Dr. Mark Gardener

Home
About
 

Index of MonogRaphs

R: MonogRaphs

A series of essays on random topics using R: The Statistical Programming Language

R is a powerful and flexible beast. Getting started using R is not too difficult and you can learn to start using R in an afternoon. However, mastering R takes rather longer! These monographs are my way of exploring various topics in a completely unstructured manner.

Tips & Tricks for R | An Introduction to R| Writer's Bloc | Courses


Use the stem() command to make a stem-leaf plot to visualise data distribution

Top

Dot charts as an alternative to the histogram

Recently I saw a message in a forum asking about the difference between dot plots and histograms. This got me thinking and so I decided to work out how to make R produce a dot plot from scratch.

stem-leaf | frequency tables | bar charts | histograms | towards a dot histogram | the script

A histogram is a way of showing the frequency of your numeric data in a visual manner. The histogram looks more or less like a bar chart except that the bars are touching – the x-axis is a continuous scale rather than being discrete categories. Look at the following data:

> mydata = c(6, 7, 8, 7, 6, 3, 8, 9, 10, 7, 6, 9)

Stem-leaf plot

You can visualise the distribution using a stem-leaf plot:

> stem(mydata)
 The decimal point is at the |
 2 | 0
 4 | 
 6 | 000000
 8 | 0000
10 | 0  

The stem() command does not give much flexibility when it comes to the bins separating the data categories but you can use the scale = n instruction. The default is 1 so making the value larger will increase the number of bin categories:

> stem(mydata, scale = 2)
 The decimal point is at the |
 3 | 0
 4 | 
 5 | 
 6 | 000
 7 | 000
 8 | 00
 9 | 00
10 | 0    

Making the scale smaller gives a different impression:

> stem(mydata, scale = 0.5)
 The decimal point is 1 digit(s) to the right of the |
 0 | 3
 0 | 6667778899
 1 | 0   

The stem() command can be useful but it does not really match the histogram.

 

Use table() to split integers into frequency categories

Make a frequency table with the table() command

Another method of looking at the data is to make a frequency table:

> table(mydata)
mydata
3 6 7 8 9 10
1 3 3 2 2 1

Not very visual but it does a job. It splits the data into chunks and shows the frequency for each. The table() command also really only works sensibly on integer values.

 

Use barplot() to visualize the result of a table() command and get a histogram substitute

Top

Visualize frequency with a bar chart

The resulting table can be turned into a visual representation of the data if you make a bar chart:

> barplot(table(mydata))

The resulting bar chart gives you an impression of the frequency distribution:

Barplot Frequency chart
A barplot in lieu of a histogram

The barplot is useful but can be misleading. The bars are discrete categories (bins or size classes) and are discontinuous. In the preceding barplot you can see that there is a jump from the 3-bin to the 6-bin. The barplot() command is very flexible and you can customize your plot in many ways but you cannot get aeound this problem.

 

Use the hist() command to make a true histogram with a continuous x-scale

Use breaks = value to control the breakpoints in a histogram

Top

A true histogram

A true histogram has a continuous x-axis and you can make one using the hist() command:

> hist(mydata)

Histogram basic
A histogram has a continuous x-scale

The histogram can be jazzed up and customized in various ways, which I won't delve into at this point. However, one important aspect is the control of the x-axis. The x-axis is a continuous scale and you can see the difference between this and the earlier barplot by looking at the position of the axis labels. In the barplot they are in the middle of each bar but in the histogram they are placed at the edges of the bars.

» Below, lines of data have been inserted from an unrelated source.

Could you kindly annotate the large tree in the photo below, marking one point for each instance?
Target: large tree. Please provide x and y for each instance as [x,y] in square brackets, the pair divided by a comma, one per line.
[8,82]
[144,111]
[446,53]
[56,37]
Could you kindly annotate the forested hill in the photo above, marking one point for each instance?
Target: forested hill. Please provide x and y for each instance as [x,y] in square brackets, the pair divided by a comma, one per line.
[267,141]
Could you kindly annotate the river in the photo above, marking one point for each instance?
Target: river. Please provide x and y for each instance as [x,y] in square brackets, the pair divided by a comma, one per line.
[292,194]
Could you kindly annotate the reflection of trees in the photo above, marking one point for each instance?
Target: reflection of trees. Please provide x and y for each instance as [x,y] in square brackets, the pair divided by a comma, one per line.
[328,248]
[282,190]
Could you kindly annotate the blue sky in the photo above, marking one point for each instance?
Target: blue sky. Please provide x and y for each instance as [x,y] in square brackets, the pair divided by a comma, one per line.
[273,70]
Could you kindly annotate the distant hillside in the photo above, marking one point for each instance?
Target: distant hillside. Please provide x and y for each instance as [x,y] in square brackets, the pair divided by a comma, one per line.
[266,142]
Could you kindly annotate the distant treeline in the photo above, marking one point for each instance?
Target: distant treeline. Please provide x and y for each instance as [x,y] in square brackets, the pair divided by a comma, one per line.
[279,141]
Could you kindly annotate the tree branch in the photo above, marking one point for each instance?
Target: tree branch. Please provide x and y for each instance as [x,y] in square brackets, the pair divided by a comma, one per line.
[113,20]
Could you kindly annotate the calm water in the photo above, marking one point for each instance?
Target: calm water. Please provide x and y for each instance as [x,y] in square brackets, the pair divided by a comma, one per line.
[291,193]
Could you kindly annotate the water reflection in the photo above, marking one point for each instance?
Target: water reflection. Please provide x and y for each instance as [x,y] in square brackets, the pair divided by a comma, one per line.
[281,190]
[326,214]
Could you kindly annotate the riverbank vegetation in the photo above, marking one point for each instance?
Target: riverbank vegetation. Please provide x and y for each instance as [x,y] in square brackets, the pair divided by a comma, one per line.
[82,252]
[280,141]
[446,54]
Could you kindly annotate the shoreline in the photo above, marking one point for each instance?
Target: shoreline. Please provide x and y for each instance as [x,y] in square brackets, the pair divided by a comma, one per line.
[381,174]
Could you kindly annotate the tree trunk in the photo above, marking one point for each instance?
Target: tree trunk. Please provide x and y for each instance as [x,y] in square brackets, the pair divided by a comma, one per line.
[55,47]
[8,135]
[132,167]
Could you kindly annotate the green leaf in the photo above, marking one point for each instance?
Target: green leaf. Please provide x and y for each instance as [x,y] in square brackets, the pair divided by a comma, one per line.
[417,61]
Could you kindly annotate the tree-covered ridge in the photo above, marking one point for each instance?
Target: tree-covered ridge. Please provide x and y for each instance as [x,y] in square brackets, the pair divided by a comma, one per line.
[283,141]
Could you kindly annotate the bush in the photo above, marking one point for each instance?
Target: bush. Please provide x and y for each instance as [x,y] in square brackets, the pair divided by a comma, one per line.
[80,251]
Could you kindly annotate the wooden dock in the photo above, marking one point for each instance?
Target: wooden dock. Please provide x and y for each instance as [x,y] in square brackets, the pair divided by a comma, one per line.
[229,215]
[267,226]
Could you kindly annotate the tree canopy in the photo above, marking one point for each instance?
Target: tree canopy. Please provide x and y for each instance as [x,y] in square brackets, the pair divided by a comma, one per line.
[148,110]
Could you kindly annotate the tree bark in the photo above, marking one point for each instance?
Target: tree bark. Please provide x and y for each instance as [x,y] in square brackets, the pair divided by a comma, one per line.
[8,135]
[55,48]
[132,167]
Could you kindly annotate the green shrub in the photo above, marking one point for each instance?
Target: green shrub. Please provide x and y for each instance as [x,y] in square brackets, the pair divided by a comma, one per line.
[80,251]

You can control the breakpoints using the breaks instruction. The default is breaks = "sturges", which uses an algorithm to determine the breakpoints. You can also specify the number of breakpoints you want or even specify the "exact" position of the breakpoints by giving the values explicitly.

 

Developing a custom function to make a dot histogram (or tally plot)

Use plot = FALSE to calculate the statistics for a hist() without plotting the histogram

Top

Developing a script to draw a tally plot or dot histogram

What I wanted was to make a chart that replaced the bars with dots, the number of dots in each column being equal to the frequency. One feature of the hist() command is that you can make a histogram without actually making the final plot. In other words you can calculate all the required statistics. I started by making a result object of the histogram data like so:

> hg = hist(mydata, plot = FALSE)

The result contains several elements in a list; useful elements are the mid-points of the columns and the counts (frequency):

> hg$mids
[1] 3.5 4.5 5.5 6.5 7.5 8.5 9.5
> hg$counts
[1] 1 0 3 3 2 2 1

I reasoned that I could use the $mids as the x-values in a regular plot. The y-values would come from the $counts data. A frequency of 3 would get plotted three times, at y = 1, y = 2 and y = 3. This meant I had to replicate the count data to make a sequence, which would have to be matched up to the x-data.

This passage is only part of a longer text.